The aim of my 12 in 12 Challenge is to tackle the unread books on my shelves by giving each month a theme and trying to read twelve books of the same type. I am pleased to say that I have managed to achieve this for January and my twelfth book is by Lindsey Davis and is the seventh in her Falco series – Time to Depart.
It helps if you have read some or all of the earlier books in this series before you get to this one. The books are set in Ancient Rome and Marcus Didius Falco is an informer employed by various people but most often the emperor for various tasks. In this book he rejoices with his friend Petro who has arranged the conviction of a well-known criminal and the book begins as the two of them watch him leave Rome – rich and powerful individuals are not executed or imprisoned but given time to depart Rome and forbidden ever to return.

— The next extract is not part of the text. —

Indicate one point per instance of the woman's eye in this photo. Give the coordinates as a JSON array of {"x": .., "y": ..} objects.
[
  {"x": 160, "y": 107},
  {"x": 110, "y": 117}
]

With the departure of the last crime lord there seems to be another master criminal emerging so Falco gets involved in trying to find out who has committed a large robbery as well as being tasked to investigate the investigators. In addition, his niece disappears and he finds an abandoned baby in a skip he is using to renovate his new home.
I cannot tell you how accurate the depiction of Ancient Rome is in these books but it feels real and the author really knows how to tell a compelling story. Falco is a delightfully seedy character who never quite achieves success, mainly because of his friends and family. Falco’s love is Helena, a senator’s daughter, who is a brilliantly depicted character in her independence and intelligence. One of the joys of these books is the love story between Falco and Helena which is touching and tender and which develops as the series progresses.
There is a lot of wry humour in the book but also an understanding of the desperate lives lived by the poor, powerless and slaves in Roman society. This story shows how vulnerable people and possessions are to those who prey on the less powerful and also how chillingly ruthless some people can be in pursuit of their own goals.
This is not one of the most memorable books in the series but it is enjoyable. The solution to the mystery is not particularly puzzling but you read these books to live a while with the characters and to live a little in a different time.
I really like reading crime novels and this has been one of the excellent reads I have enjoyed this month. I may get time to read one or two more crime novels before I move on to a different theme.